R for machine learning and other stuff

One of the best things about R is that there is a never-ending stream of new short textbooks being written. Most of these are now written using the neat bookdown approach, meaning that the entire book is generated from markdown code. In fact, one can go to the website of this project and get a listing of all (?) such books:

OK granting, a lot of these are random lecture notes. But still, there’s a lot of good stuff. Too bad they don’t have a proper search interface, or some kind of way to rank the listing by quality. Few people are interested in some random Chinese lecture notes.

What prompted me to write this advertisement blogpost was that I just finished reading one of these books, namely the new Tidymodels introduction:

Tidy Modeling with R by Max Kuhn and Julia Silge, Version 1.0.0 (2022-07-22)

It’s a really nice hands-on book. Suppose you don’t have a particular background in statistics, but you know how to code a bit. What do you need to get a nice machine learning model or 10 going? This book is for you.
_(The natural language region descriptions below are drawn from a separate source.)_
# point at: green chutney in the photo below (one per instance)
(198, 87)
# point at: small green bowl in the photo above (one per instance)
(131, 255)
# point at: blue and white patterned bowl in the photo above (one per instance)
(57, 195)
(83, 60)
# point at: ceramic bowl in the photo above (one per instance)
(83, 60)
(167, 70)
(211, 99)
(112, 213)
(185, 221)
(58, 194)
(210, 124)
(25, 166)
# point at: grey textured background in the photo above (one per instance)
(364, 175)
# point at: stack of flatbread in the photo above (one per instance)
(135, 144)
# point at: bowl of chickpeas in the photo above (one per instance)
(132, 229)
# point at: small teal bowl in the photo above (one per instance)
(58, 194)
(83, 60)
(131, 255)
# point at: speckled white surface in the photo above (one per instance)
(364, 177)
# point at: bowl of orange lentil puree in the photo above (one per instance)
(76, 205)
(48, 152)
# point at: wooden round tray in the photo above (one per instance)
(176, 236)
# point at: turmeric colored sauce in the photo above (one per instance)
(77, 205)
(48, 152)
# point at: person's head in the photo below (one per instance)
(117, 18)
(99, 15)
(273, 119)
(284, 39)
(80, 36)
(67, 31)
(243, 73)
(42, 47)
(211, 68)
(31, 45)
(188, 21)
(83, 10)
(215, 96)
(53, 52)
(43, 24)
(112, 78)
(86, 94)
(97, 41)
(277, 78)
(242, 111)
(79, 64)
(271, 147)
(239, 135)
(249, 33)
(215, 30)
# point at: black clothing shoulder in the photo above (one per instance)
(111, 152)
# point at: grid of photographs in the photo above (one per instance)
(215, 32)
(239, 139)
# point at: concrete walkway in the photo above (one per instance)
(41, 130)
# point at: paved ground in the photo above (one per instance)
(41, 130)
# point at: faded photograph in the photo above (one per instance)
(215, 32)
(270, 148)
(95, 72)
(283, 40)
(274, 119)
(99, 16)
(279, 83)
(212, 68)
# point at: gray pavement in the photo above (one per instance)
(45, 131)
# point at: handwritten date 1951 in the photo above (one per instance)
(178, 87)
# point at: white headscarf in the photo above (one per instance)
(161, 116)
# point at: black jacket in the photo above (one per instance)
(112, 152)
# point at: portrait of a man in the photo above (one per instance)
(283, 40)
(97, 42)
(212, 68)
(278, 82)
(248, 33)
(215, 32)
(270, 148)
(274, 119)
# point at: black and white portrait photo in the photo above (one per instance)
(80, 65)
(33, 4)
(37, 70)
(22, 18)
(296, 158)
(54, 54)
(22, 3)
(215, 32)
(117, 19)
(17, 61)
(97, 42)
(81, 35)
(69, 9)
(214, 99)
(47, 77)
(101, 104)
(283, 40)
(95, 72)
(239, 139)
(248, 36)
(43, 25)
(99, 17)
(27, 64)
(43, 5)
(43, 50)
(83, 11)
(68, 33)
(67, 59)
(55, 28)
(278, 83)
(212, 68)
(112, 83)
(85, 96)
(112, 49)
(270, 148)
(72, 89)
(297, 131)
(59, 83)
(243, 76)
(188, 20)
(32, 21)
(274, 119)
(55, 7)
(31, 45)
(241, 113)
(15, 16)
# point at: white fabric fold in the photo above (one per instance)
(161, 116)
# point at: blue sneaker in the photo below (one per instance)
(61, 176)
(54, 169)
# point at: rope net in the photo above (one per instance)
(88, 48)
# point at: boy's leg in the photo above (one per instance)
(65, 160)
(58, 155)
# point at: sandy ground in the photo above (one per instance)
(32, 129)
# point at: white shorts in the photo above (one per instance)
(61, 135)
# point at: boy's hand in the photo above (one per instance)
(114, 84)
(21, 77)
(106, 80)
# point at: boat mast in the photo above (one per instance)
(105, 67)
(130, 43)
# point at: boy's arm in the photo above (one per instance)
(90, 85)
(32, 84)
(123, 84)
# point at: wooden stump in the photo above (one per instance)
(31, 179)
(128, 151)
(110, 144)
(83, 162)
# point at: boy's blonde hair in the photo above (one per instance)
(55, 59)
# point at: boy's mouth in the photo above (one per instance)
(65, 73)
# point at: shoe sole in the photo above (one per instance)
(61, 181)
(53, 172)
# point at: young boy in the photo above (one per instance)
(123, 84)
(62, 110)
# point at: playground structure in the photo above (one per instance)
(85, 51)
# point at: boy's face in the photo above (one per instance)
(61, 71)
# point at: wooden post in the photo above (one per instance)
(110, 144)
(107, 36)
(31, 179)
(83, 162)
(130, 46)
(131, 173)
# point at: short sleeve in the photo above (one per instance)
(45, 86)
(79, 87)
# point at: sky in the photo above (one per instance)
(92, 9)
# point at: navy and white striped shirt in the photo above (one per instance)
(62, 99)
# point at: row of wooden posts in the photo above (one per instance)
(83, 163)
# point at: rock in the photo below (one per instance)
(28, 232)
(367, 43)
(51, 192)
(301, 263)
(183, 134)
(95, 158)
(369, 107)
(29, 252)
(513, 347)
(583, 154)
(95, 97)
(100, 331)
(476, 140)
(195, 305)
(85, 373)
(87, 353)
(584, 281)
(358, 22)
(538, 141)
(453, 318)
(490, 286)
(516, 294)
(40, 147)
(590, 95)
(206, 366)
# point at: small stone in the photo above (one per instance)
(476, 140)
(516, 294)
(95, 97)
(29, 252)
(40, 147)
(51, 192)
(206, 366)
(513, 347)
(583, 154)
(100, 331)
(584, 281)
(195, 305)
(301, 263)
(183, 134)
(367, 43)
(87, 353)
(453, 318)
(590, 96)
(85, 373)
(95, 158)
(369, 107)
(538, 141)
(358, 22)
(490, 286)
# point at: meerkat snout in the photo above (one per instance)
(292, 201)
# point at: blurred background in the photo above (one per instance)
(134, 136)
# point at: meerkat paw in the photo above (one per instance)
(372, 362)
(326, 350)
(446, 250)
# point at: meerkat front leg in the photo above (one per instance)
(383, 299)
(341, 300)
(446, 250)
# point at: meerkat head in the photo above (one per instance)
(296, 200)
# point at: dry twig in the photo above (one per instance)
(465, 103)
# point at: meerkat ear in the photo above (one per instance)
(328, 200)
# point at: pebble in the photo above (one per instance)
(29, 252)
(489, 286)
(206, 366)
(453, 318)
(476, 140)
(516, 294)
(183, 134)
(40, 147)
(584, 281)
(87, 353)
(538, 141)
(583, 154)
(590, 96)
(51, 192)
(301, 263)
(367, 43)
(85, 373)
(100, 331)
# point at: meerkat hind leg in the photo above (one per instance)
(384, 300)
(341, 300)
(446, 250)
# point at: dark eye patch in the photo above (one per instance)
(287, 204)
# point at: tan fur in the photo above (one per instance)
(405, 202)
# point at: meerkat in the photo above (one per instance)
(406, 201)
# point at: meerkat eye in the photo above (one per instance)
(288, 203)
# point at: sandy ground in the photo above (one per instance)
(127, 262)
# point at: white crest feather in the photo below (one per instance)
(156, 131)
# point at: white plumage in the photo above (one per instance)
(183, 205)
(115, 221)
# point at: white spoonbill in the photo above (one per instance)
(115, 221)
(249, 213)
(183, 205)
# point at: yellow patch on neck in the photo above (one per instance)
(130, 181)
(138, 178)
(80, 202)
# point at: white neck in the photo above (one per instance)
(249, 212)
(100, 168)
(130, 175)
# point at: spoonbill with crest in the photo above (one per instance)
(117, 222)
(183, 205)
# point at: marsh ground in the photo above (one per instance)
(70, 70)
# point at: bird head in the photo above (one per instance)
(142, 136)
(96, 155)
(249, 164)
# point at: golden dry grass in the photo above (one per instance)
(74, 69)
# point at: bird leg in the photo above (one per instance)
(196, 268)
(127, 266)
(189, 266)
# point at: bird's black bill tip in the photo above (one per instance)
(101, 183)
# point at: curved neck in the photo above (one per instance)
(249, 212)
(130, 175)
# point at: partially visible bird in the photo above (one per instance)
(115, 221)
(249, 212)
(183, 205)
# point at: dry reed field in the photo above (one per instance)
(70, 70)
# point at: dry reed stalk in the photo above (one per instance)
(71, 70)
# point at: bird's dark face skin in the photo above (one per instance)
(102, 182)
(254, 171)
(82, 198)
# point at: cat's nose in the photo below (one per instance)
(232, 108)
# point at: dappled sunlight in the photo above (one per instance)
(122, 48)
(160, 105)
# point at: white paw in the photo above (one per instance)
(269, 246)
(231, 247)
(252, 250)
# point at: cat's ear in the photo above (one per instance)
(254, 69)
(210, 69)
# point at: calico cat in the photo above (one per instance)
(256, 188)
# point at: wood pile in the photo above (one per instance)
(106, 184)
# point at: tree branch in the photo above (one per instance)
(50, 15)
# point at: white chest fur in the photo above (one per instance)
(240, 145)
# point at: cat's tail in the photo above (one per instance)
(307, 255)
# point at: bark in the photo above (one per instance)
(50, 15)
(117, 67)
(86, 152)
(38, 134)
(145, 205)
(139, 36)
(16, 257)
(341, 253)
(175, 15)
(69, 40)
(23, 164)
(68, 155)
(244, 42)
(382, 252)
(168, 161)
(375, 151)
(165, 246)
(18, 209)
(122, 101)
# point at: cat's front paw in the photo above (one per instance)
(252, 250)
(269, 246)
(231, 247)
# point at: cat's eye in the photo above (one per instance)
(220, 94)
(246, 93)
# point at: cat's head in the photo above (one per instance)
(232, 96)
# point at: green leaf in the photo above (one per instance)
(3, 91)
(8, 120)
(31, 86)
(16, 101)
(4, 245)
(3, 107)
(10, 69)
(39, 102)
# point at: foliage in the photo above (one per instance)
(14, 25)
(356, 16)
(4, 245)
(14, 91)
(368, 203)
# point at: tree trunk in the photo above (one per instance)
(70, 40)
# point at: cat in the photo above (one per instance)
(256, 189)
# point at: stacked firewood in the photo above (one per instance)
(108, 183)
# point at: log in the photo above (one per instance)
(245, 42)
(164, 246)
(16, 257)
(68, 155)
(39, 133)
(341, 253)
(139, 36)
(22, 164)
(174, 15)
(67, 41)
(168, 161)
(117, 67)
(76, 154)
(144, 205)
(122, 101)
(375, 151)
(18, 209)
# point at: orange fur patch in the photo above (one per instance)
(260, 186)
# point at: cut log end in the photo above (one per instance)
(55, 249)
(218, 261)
The chapters are:

Introduction
- 1 Software for modeling
- 2 A Tidyverse Primer
- 3 A Review of R Modeling Fundamentals
Modeling Basics
- 4 The Ames Housing Data
- 5 Spending our Data
- 6 Fitting Models with parsnip
- 7 A Model Workflow
- 8 Feature Engineering with recipes
- 9 Judging Model Effectiveness
Tools for Creating Effective Models
- 10 Resampling for Evaluating Performance
- 11 Comparing Models with Resampling
- 12 Model Tuning and the Dangers of Overfitting
- 13 Grid Search
- 14 Iterative Search
- 15 Screening Many Models
Beyond the Basics
- 16 Dimensionality Reduction
- 17 Encoding Categorical Data
- 18 Explaining Models and Predictions
- 19 When Should You Trust Your Predictions?
- 20 Ensembles of Models
- 21 Inferential Analysis

I like everything except that there was no proper conclusion chapter — odd! — and the last chapter on inferential statistics is weak. Fortunately, inferential statistics is pretty much everything else in statistics people learn, so we don’t need to spend much time on that in a book on applied machine learning.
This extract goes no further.